Wednesday, October 28, 2009

Puppet Off the String – Hamid Karzai

The Bush-Cheney-Rumsfeld apocalyptic triumvirate learned the hard way in Iraq that you need native collaborators to administer an occupied country. Even after that, the incompetent trio stumbled around to the extent it cannot account for 9 billion dollars. Soldiers are engaged in insuring the country remains conquered while the collaborators run the infrastructure, act as dog catchers, pick up garbage and attempt to rebuild the country damaged by an invasion.

Apart from low-level collaborators such as Iraqi interpreters and journalist stringers, the US burn rate on high level collaborators was at a furious pace. The most embarrassing and probably the most damaging to US operations was the demented neocon sponsored Ahmed Chalabi. Chalabi ended up as Iranian collaborator with fists full of US dollars. He was show-cased by GW Bush seated near Laura Bush at a State of the Union address.

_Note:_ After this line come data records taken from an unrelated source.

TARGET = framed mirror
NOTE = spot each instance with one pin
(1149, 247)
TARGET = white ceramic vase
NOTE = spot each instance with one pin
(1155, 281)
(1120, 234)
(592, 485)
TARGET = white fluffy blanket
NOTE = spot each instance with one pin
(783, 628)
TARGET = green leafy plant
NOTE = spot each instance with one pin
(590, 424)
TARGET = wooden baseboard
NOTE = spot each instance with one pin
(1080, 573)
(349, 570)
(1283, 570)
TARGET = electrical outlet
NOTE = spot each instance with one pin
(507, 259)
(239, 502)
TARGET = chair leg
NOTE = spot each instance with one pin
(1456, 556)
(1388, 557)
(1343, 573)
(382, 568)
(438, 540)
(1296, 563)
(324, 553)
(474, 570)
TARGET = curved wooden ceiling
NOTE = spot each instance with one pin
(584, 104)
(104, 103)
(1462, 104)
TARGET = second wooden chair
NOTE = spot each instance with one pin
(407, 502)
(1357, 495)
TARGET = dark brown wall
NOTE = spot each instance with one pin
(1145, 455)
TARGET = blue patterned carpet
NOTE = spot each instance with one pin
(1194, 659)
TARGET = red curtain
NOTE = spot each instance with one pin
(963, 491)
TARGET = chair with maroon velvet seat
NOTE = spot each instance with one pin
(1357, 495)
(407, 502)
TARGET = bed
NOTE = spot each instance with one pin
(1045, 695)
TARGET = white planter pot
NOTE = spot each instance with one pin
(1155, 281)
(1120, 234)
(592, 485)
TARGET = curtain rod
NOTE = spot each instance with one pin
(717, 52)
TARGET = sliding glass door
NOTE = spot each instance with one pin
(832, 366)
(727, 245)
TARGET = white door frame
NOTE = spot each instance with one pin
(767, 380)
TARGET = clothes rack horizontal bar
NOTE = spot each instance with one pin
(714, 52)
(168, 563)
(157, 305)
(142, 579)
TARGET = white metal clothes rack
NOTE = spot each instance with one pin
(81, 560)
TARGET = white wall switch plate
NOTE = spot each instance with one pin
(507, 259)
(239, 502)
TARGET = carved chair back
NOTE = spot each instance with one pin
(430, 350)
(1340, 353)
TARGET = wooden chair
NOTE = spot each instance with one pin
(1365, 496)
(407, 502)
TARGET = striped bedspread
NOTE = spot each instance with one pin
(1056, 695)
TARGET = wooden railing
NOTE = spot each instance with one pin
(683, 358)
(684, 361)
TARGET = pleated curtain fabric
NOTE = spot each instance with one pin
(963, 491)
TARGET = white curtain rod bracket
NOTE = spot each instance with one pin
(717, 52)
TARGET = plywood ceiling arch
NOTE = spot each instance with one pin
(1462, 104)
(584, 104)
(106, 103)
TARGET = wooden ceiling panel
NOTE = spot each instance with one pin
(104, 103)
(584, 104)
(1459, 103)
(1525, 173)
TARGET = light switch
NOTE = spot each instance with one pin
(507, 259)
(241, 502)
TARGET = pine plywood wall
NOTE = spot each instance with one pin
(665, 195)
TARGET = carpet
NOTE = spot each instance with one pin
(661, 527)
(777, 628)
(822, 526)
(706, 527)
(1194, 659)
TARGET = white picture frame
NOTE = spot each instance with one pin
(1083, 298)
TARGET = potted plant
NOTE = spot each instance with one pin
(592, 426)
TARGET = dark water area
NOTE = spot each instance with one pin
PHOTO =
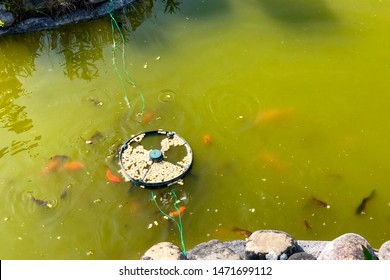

Maliki appears to be the final top-level collaborator as the US withdraws from Iraq – he too keeps a foot in the Iranian camp and moves closer to Tehran by the day. All this as Iraqi cities continue to have their hearts ripped out by insurgent bombers.

The super collaborator to watch today is Hamid Karzai, our sometimes man in Kabul, Afghanistan. He has reported to have said, If I am called a puppet because we are grateful to America, then let that be my nickname. So let us call him a Puppet Karzai. He was installed by the US after the invasion and finally elected as Afghan president in 2004. He is of the Pashtun, the tribe from which the Taliban springs. His latest election was forced into a run off by the US and UN because of massive voter fraud. The next election is slated for this November 7th.

Karzai has been a failure as a leader. His power is more or less limited to Kabul – he is sarcastically called the Mayor of Kabul. There have been three
assassination attempts on his life. Wags declare that he is protected by four US Delta Force members even when he takes a piss. There are constant reports of massive corruption and he has taken steps to protect the drug trade. Karzai simply cannot take control of areas cleared by international forces; he cannot provide security for his people even in conjunction with NATO and the US.

Karzai defends himself by protesting that his country is a young democracy with immature and fragile institutions. He explains his unpopularity by blaming US/NATO forces for indiscriminately killing and detaining innocent Afghans. Like good and bad cholesterol, he contends there are good and bad Taliban; that international forces are unable to discriminate between them.

Until the next election there is no legal president of Afghanistan. Karzai was forced by US pressure and international persuasion to accept a rerun – he blew off US envoy Holbrooke and was finally forced by Senator Kerry, Chairman of the US Senate Foreign Relations Committee, to submit to another vote. Karsai's main opponent, Abdullah, refuses to form a unity government, so post election politics there will be strained.

US/NATO strategy in Afghanistan is at best confused. Do you defend population centers or chase insurgents in the mountains and country side? One or the other has to have priority. A tentative US plan calls for a build-up to 400,000 Afghan police and army security force. For the record in Afghan history, the maximum number of these forces ever formed was about 80,000.

After having two US remote fire bases hit hard with heavy casualties, the US appears to have redeployed. At the same time in Pakistan, the Pakistan forces have engaged in operations forcing Taliban back into Afghanistan along its borders; Pakistan army has publicly requested US block the return and destroy the insurgents – a little too late for coordinated operations.

Reports are that al Qaeda is out of Afghanistan, deployed now to tribal areas in Pakistan. If you believe the US in fighting and dying in Afghanistan to fight terror or establish democracy, you may wish to reconsider. Main terror threat to the US appears now to be home-grown in the US. Islamic law and democracy so far have not proved compatible. Troop status quo or reinforcement has reached a point of diminishing returns that brings no stability, only more casualties.

There is another explanation for remaining in Afghanistan and that is OIL. There is a long history of attempts to establish an oil pipeline: the trans-Afghanistan Pipeline. The route would be from the Caspian sea through Afghanistan and Pakistan to the Indian Ocean. The company that is promoting it is UNOCAL/Chevron, a California consortium. It recently put together the Baku-Tibilisi-Ceyhan pipeline. Karzai has been alleged to be associated with this group. The US ambassador to the United Nations, Iraq and Afghanistan under GW Bush, Zalmay Khalilzad was a consultant to the corporation. In 1996, the Taliban was involved in negotiations with UNOCAL over the pipeline, but could not come to agreement. So apparently the search still continues for a GOOD TALIBAN, one that wants a pipeline. Colonel Robert E Bartos USA Ret.